Dorchester Pacific, the finance company, has reached the 90 per cent threshold in its takeover of Turners Group, allowing it to mop up remaining shares in the car auction firm.
Dorchester offered Turners' shareholders either $3 a share in cash, two-year notes that pay interest of 9 per cent and convert to Dorchester shares, ordinary shares of Dorchester, or any combination of the three.
The finance company wants the car auction house to complement its loan book, of which 70 per cent is made of car loans, while the focus of its insurance business is also car related. Dorchester already held 19.85 per cent of Turners when it entered into a lock up agreement with the target company's chairman, Michael Dossor, who owns 20.8 per cent through Bartel Holdings, for a combined 40.65 per cent stake.
In September, Dorchester said a full takeover of Turners would be funded by $18 million of bank debt, $18 million of bonds, and $30 million from the issue of new shares.
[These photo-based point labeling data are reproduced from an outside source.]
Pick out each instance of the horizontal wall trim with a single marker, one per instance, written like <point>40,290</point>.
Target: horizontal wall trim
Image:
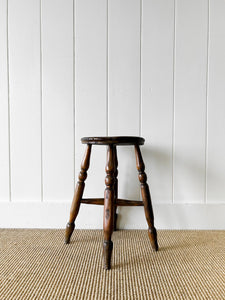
<point>167,216</point>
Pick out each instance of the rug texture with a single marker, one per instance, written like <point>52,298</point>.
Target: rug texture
<point>36,264</point>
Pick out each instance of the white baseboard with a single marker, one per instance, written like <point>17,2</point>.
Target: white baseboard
<point>167,216</point>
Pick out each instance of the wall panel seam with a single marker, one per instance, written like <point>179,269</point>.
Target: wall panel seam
<point>173,117</point>
<point>41,102</point>
<point>74,132</point>
<point>8,87</point>
<point>207,89</point>
<point>140,83</point>
<point>107,67</point>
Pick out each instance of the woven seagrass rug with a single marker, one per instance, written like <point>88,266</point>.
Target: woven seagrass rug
<point>36,264</point>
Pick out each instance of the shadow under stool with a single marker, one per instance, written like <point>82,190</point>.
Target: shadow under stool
<point>110,200</point>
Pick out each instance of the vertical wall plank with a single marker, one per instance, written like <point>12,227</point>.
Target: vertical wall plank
<point>4,132</point>
<point>216,104</point>
<point>57,99</point>
<point>90,94</point>
<point>124,66</point>
<point>124,85</point>
<point>157,95</point>
<point>190,100</point>
<point>24,82</point>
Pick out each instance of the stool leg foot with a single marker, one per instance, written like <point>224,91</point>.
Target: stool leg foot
<point>152,233</point>
<point>107,253</point>
<point>114,219</point>
<point>109,199</point>
<point>78,194</point>
<point>69,231</point>
<point>115,187</point>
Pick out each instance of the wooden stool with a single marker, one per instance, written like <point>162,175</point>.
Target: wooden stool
<point>111,200</point>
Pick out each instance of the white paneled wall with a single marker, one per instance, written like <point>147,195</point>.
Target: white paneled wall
<point>74,68</point>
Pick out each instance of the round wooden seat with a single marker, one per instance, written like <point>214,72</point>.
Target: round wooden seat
<point>116,140</point>
<point>111,200</point>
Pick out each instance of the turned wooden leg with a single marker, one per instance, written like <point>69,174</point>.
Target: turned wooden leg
<point>108,207</point>
<point>146,198</point>
<point>115,189</point>
<point>78,194</point>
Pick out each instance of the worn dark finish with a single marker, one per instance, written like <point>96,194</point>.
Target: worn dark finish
<point>115,188</point>
<point>116,140</point>
<point>146,198</point>
<point>110,200</point>
<point>109,205</point>
<point>119,202</point>
<point>78,194</point>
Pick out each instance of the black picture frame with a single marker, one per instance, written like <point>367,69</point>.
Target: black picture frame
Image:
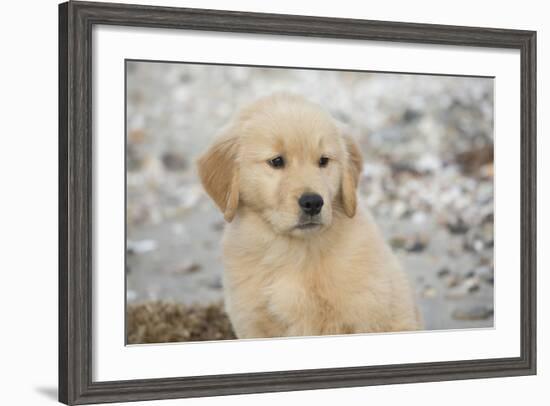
<point>76,20</point>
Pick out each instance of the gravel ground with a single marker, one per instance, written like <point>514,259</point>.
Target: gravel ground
<point>428,177</point>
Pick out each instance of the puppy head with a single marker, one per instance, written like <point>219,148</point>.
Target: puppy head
<point>285,159</point>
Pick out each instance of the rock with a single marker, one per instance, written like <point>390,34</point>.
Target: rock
<point>173,161</point>
<point>141,247</point>
<point>398,242</point>
<point>473,313</point>
<point>457,226</point>
<point>429,291</point>
<point>486,274</point>
<point>443,272</point>
<point>187,267</point>
<point>470,161</point>
<point>416,244</point>
<point>218,226</point>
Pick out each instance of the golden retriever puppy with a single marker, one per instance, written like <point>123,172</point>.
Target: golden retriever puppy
<point>301,256</point>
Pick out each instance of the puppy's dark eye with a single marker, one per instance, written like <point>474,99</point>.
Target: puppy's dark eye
<point>277,162</point>
<point>323,161</point>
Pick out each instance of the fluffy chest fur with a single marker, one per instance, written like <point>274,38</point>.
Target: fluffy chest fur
<point>284,287</point>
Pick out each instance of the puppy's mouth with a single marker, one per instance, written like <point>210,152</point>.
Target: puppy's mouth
<point>308,226</point>
<point>309,223</point>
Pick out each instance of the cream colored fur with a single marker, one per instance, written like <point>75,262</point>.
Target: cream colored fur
<point>337,278</point>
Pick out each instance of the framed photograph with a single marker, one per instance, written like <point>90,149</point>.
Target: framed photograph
<point>257,202</point>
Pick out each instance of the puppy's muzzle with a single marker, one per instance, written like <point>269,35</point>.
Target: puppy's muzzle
<point>311,203</point>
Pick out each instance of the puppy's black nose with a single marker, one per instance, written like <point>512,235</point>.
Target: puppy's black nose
<point>311,203</point>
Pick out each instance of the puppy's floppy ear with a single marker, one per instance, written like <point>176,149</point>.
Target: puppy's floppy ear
<point>219,173</point>
<point>353,166</point>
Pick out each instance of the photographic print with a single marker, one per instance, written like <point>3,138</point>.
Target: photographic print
<point>267,202</point>
<point>293,202</point>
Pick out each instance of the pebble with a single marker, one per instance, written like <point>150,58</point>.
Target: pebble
<point>429,291</point>
<point>174,162</point>
<point>141,246</point>
<point>473,313</point>
<point>457,226</point>
<point>417,244</point>
<point>443,272</point>
<point>188,267</point>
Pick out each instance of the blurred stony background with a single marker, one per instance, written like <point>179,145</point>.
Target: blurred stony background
<point>428,178</point>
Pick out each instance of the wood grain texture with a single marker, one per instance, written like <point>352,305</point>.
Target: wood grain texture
<point>76,20</point>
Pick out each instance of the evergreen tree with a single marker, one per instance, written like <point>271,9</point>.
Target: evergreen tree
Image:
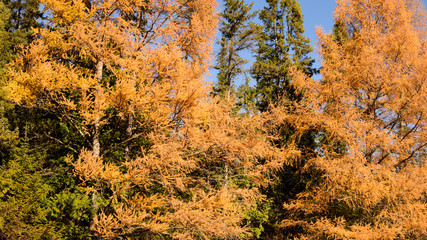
<point>280,45</point>
<point>237,32</point>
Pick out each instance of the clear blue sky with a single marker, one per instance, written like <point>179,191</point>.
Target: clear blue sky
<point>316,13</point>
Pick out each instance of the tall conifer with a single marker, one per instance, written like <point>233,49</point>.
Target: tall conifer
<point>280,45</point>
<point>237,32</point>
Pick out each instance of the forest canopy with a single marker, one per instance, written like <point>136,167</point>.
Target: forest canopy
<point>109,128</point>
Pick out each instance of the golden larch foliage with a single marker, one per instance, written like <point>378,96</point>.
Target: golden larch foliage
<point>369,109</point>
<point>144,61</point>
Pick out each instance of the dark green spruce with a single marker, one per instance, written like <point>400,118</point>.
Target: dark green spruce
<point>237,32</point>
<point>281,44</point>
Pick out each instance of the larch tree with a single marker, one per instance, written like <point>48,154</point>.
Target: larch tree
<point>237,35</point>
<point>102,65</point>
<point>281,45</point>
<point>370,112</point>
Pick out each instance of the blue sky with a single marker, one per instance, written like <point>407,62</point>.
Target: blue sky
<point>316,13</point>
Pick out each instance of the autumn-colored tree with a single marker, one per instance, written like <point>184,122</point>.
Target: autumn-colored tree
<point>369,108</point>
<point>135,65</point>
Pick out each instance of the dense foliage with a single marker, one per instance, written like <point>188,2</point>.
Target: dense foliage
<point>109,129</point>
The Turners board endorsed the $82 million bid by Dorchester, saying the $3 a share offer was within the valuation range of between $2.97 and $3.27 put forward by Grant Samuel in its report. The report said the 9.1 per cent premium to Turners' pre-offer trading price was lower than the average incentive offered in successful takeovers of Australian and New Zealand listed firms. But it said no other offer had been made, the finance company already held about 41 per cent of the firm's shares, and if the offer was not successful, the Turners shares would likely trade below the $3 price.